Por lo tanto, hemos visto en la promesa de Dios para guiarnos continuamente, que Él nos provee con siete luces direccionales para mantenernos sobre el camino correcto en nuestro caminar cristiano. Hablamos de tener una convicción interna de lo que Dios quiere que hagamos; de la necesidad de que esa convicción esté en línea con la Escritura; de la confirmación profética que nos da dirección; de la sabiduría del consejo piadoso; de las circunstancias que confirman; de la paz de Dios que actúa como árbitro; y, finalmente, de la provisión de Dios.

D. ÉL NOS GUÍA EN OBSCURIDAD

Pero hay todavía otra manera en la que Dios guía, y la encontramos en Isaías 42:16: Y guiaré a los ciegos por camino que no sabían, les haré andar por sendas que no habían conocido; delante de ellos cambiaré las tinieblas en luz, y lo escabroso en llanura.
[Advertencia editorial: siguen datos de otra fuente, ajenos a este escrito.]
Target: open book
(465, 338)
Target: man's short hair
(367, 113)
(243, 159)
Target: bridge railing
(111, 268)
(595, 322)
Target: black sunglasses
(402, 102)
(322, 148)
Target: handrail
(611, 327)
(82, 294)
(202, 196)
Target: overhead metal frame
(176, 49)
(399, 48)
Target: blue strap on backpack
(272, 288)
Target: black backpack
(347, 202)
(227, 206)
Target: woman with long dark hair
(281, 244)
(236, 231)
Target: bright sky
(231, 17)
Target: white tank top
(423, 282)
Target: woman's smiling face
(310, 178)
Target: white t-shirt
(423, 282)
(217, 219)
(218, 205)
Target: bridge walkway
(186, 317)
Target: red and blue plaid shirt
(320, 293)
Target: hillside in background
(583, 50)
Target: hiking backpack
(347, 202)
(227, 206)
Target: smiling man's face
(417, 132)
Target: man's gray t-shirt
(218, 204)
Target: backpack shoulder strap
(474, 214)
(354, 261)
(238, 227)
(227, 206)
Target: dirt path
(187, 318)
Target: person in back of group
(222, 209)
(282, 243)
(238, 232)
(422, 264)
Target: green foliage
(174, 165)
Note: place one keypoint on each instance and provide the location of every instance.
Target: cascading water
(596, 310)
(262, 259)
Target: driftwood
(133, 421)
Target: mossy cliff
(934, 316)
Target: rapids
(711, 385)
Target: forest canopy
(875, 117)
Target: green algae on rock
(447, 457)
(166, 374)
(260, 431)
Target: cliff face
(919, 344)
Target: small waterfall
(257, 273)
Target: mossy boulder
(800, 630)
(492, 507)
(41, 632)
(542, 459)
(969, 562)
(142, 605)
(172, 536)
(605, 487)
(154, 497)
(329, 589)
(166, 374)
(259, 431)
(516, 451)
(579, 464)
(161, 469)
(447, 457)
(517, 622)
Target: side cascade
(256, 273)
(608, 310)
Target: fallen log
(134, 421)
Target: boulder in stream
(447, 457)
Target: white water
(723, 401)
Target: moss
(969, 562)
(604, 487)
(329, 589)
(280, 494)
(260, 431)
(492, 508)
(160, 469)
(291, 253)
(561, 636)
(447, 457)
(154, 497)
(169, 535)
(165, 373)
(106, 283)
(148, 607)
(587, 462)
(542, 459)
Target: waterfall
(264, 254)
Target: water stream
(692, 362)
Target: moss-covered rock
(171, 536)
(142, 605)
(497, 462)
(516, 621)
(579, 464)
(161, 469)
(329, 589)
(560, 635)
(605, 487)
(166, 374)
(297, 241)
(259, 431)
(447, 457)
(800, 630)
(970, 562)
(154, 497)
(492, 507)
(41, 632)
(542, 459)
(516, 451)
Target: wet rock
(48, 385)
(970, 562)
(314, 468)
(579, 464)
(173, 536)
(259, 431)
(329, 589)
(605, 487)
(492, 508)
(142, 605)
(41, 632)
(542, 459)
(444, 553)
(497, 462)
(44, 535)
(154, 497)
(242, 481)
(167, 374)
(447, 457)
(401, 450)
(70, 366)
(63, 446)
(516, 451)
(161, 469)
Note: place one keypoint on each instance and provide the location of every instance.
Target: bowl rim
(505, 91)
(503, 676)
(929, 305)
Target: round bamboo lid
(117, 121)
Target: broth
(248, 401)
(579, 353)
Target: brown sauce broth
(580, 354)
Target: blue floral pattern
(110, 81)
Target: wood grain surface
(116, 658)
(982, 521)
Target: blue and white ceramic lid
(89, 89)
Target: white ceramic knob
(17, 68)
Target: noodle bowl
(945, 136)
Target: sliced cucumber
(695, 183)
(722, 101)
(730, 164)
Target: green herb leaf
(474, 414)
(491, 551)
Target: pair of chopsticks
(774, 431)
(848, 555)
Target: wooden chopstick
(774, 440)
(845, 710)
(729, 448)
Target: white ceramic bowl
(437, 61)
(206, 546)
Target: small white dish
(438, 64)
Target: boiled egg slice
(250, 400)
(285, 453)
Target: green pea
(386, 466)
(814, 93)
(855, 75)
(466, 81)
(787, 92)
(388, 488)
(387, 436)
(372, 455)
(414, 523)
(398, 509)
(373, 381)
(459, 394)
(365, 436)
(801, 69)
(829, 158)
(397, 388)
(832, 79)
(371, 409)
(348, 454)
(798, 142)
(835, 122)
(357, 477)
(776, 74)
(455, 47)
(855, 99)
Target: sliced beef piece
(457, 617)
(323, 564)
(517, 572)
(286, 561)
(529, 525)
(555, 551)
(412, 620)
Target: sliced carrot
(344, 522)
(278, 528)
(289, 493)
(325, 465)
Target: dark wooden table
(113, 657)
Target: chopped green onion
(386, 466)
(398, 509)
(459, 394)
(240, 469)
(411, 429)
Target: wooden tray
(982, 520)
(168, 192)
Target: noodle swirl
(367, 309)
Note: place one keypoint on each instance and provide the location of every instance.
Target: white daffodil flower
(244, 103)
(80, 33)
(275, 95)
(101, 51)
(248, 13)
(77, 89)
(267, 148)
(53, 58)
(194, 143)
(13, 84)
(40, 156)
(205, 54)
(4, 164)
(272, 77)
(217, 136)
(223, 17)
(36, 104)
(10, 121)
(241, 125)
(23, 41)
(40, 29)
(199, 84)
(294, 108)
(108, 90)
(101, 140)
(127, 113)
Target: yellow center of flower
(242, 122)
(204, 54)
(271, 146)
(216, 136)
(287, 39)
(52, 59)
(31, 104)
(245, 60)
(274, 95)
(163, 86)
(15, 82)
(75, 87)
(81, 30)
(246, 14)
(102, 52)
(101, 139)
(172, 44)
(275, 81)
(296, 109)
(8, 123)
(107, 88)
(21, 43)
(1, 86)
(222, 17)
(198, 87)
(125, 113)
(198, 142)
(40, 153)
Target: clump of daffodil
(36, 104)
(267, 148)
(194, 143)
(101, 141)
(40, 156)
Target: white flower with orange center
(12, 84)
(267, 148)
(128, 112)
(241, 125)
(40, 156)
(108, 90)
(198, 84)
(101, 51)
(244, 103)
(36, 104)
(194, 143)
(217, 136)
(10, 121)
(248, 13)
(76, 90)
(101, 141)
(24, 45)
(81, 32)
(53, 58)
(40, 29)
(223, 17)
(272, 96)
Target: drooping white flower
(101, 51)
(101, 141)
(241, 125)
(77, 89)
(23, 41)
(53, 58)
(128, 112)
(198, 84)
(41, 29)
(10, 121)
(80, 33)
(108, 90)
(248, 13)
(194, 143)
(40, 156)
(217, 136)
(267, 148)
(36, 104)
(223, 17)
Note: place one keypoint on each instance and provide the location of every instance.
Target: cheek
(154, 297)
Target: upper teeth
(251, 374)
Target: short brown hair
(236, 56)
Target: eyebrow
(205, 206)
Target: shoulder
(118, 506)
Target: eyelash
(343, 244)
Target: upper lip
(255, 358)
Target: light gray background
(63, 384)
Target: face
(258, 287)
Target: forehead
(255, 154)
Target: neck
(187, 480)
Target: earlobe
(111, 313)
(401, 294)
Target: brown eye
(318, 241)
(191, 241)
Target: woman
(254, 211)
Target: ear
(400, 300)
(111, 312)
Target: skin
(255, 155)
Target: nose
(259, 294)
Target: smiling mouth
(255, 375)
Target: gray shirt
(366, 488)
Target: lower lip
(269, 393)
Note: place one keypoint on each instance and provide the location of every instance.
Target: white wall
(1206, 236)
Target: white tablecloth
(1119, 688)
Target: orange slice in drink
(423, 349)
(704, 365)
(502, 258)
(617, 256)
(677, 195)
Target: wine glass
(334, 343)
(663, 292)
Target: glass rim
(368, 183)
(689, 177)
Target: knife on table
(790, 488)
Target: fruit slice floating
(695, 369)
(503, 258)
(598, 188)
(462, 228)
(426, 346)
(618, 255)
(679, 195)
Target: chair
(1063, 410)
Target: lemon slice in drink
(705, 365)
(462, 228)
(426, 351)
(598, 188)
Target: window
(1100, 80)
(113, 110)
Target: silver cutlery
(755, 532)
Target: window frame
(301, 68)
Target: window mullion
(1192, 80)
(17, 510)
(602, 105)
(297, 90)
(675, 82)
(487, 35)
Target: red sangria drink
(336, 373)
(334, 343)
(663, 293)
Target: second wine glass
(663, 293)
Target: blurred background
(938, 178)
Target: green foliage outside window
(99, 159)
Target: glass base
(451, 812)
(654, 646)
Estas cosas les haré, y no los desampararé”. El versículo 19 continúa diciendo: “¿Quién es ciego, sino mi siervo? ¿Quién es sordo, como mi mensajero que envié? ¿Quién es ciego como mi escogido, y ciego como el siervo de Jehová?”.

Hay ocasiones en sus relaciones con Dios, que no sabrá qué camino va hacia arriba, hacia abajo o hacia los lados. ¿Se ha encontrado alguna vez en esa situación?

Si se encuentra bajo el castigo, tratos y disciplinas del Señor, al igual que José cuando estaba en la prisión del Faraón, incapaz de encontrar una sola luz direccional, sin saber lo que está sucediendo allá en el mundo, ni qué camino seguir.

1. Afiáncese A La Fe

Todo lo que deberá hacer es afianzarse a la fe. Si su vida está encomendada al Señor y no está caminando en rebelión voluntaria contra lo que Él dice, entonces, DIOS LE ESTÁ GUIANDO. Él nos conduce por la luz o puede conducirnos por la ceguera, pero de cualquier manera, Él nos conduce.

2. Él Siempre Estará Contigo

Al contemplar los valles mas obscuros de mi vida, cuando parecía que Dios se había alejado, ahora veo que Él siempre estuvo conmigo. Cuando pases por las aguas, yo estaré contigo; y si por los ríos, no te anegarán. Cuando pases por el fuego, no te quemarás, ni la llama arderá en ti” (Is 43:2). Jehová te pastoreará siempre, y en las sequías saciará tu alma, y dará vigor a tus huesos; y serás como huerto de riego, y como manantial de aguas, cuyas aguas nunca faltan” (Is 58:11).